# My files keeps deleted everytime i turned off PC



## Ginsa (Jan 20, 2017)

Hi everyone,
I'm having a problem with my PC, everytime i *turned off *it, and when i *turn my PC on*, it keeps asking for '*Windows Pin*' and '*Store things in OneDrive*', then it appears '*Sign out'* and '*Dismiss'*, it says that *i should log out my account so my files should be still 'there'.*
But whenever i clicked '*sign out'*, hoping for the files wont be deleted anymore, it keeps *looping* to the page asking for 'Windows pin' and etc, and my files on drive C isnt there.

Im using Windows 10

Please help to solve this!
Thanks !

More : 
Tech Support Guy System Info Utility version 1.0.0.4
OS Version: Microsoft Windows 10 Pro, 64 bit
Processor: Intel(R) Celeron(R) CPU 847 @ 1.10GHz, Intel64 Family 6 Model 42 Stepping 7
Processor Count: 2
RAM: 3979 Mb
Graphics Card: Intel(R) HD Graphics, 1797 Mb
Hard Drives: C: 101 GB (55 GB Free); D: 195 GB (146 GB Free);
Motherboard: ASUSTeK COMPUTER INC., X201EP
Antivirus: Avira Antivirus, Enabled and Updated


----------



## flavallee (May 12, 2002)

From what I can determine, the *ASUS X201E* series laptops come with Linux Ubuntu or with Windows 8 Home 64-bit.
How exactly did Windows 10 Pro 64-bit get installed in yours?

Where exactly are you saving and storing your files before you turn off that laptop?

---------------------------------------------------------------


----------



## Ginsa (Jan 20, 2017)

flavallee said:


> From what I can determine, the *ASUS X201E* series laptops come with Linux Ubuntu or with Windows 8 Home 64-bit.
> How exactly did Windows 10 Pro 64-bit get installed in yours?
> 
> Where exactly are you saving and storing your files before you turn off that laptop?
> ...


Thanks for the reply, but i never use linux.

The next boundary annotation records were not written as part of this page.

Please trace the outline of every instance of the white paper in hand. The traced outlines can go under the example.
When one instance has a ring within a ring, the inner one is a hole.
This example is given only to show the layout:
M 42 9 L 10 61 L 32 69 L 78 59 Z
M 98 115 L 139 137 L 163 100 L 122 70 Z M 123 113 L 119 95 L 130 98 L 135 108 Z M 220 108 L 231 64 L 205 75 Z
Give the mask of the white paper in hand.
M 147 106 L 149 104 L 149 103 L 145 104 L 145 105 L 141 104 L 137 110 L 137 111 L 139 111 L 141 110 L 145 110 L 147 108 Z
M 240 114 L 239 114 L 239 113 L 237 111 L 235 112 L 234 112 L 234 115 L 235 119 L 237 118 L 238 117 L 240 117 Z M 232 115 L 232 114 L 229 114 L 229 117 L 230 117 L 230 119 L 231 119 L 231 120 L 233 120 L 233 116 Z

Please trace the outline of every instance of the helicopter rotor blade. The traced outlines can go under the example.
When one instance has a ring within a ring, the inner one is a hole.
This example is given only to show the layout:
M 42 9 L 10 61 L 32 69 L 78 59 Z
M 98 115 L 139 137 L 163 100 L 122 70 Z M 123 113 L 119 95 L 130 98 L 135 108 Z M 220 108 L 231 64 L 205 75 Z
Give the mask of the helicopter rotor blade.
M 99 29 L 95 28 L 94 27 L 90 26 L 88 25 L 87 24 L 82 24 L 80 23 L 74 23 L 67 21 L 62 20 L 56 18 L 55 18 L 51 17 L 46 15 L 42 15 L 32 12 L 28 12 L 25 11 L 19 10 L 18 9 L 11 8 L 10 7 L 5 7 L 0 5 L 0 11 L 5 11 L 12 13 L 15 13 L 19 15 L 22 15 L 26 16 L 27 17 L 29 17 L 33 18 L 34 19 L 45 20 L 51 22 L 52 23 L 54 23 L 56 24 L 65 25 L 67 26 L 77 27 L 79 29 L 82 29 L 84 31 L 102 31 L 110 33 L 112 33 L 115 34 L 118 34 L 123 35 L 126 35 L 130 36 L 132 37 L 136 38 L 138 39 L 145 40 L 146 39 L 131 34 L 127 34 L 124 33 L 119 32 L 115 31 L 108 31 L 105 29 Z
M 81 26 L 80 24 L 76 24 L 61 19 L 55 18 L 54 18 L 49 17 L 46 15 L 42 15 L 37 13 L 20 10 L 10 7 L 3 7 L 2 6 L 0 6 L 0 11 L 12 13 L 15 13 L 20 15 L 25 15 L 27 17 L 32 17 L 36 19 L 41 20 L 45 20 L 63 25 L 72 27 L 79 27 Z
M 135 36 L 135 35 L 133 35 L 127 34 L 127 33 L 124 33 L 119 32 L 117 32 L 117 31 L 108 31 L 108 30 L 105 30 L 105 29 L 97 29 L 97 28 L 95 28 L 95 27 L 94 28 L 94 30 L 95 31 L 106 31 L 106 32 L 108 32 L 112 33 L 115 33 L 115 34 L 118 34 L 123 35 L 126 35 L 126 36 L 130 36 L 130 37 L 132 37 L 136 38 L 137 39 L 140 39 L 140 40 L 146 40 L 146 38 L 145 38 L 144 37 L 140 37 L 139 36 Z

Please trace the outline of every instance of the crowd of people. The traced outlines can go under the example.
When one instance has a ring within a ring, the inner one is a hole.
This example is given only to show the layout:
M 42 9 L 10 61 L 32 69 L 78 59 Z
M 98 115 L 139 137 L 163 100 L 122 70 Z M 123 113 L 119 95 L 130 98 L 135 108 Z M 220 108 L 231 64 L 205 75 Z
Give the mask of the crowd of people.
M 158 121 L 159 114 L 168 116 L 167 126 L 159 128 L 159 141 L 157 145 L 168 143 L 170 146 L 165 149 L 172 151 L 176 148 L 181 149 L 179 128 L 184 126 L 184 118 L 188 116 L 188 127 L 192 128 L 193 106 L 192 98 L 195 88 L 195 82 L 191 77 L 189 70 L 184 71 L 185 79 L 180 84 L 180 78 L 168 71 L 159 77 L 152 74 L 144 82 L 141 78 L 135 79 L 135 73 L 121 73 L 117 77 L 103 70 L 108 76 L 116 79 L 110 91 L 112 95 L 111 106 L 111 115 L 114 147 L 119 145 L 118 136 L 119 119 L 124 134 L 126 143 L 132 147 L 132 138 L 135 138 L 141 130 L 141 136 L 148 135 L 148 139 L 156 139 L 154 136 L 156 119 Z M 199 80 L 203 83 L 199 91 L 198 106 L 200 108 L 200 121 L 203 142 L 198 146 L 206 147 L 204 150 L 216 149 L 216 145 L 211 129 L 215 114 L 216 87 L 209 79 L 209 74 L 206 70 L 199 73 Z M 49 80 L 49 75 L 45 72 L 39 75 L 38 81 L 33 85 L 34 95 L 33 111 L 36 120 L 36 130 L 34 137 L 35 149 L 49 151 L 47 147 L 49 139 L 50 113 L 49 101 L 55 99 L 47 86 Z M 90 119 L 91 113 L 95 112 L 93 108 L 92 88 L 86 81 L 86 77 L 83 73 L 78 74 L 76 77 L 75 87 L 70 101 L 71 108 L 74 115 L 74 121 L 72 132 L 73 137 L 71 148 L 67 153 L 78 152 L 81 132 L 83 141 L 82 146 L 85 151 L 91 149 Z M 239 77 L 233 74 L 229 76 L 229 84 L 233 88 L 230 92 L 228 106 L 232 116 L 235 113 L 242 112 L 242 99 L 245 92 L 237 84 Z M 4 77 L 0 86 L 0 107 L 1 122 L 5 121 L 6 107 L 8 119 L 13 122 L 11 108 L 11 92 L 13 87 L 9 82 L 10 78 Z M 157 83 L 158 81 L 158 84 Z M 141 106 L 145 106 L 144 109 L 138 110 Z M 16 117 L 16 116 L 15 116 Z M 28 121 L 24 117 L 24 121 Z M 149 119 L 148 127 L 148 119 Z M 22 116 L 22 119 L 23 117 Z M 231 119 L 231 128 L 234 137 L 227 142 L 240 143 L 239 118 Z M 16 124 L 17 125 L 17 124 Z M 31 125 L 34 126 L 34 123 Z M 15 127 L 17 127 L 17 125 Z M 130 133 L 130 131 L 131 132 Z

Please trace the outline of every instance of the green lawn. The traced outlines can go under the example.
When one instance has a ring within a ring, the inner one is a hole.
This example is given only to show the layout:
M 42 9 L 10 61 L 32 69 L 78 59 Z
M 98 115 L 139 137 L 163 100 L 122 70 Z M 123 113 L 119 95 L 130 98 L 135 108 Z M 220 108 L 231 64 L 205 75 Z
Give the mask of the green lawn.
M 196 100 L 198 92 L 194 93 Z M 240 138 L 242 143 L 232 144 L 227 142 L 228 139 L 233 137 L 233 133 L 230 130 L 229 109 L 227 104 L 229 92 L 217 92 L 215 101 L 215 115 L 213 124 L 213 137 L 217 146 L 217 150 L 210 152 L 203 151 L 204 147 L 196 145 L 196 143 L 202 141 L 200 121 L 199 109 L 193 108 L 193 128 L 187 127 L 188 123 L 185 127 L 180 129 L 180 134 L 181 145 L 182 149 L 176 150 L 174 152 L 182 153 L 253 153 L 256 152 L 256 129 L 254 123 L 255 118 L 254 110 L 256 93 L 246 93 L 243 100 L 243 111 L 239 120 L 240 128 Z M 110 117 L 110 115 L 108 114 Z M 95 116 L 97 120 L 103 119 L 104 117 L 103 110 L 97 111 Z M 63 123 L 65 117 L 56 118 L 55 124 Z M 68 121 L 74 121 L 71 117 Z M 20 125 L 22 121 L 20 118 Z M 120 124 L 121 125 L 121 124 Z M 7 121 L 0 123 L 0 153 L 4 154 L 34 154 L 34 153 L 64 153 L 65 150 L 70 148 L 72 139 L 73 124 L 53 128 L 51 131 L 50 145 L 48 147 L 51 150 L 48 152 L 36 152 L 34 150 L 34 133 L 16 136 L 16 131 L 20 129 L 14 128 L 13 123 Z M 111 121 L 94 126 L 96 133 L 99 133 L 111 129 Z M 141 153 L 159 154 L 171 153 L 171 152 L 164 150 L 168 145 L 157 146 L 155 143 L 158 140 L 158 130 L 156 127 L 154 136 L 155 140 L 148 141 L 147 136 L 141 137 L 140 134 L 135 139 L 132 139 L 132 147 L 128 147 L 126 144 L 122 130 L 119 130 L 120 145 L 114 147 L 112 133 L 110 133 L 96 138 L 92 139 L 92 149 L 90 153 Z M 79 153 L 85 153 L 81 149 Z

My laptop was having windows 8 before, and got it upgraded to Win 10 cause my laptop supports it. 
I got my files saved everywhere, like in D: disk, but every file on my D: disk never got deleted. 
I also save some files on C:, also some applications that i install, it placed on C:, those files i save on my C: always got deleted, no idea why, it wasnt like this before, but now everytime i turn on my laptop, it keeps appear and asking me to sign out my account.

And now im using cloud(One Drive) too. Now i wont be longer save files on C:


----------



## flavallee (May 12, 2002)

Windows 10 has built-in *Documents* and *Music* and *Photos* and *Videos* folders, and is where you should save your personal data.
If you're saving it in temp folders or some other location, then I can see how it could get deleted.

I have no use for OneDrive, so I disable and uninstall it through command prompts.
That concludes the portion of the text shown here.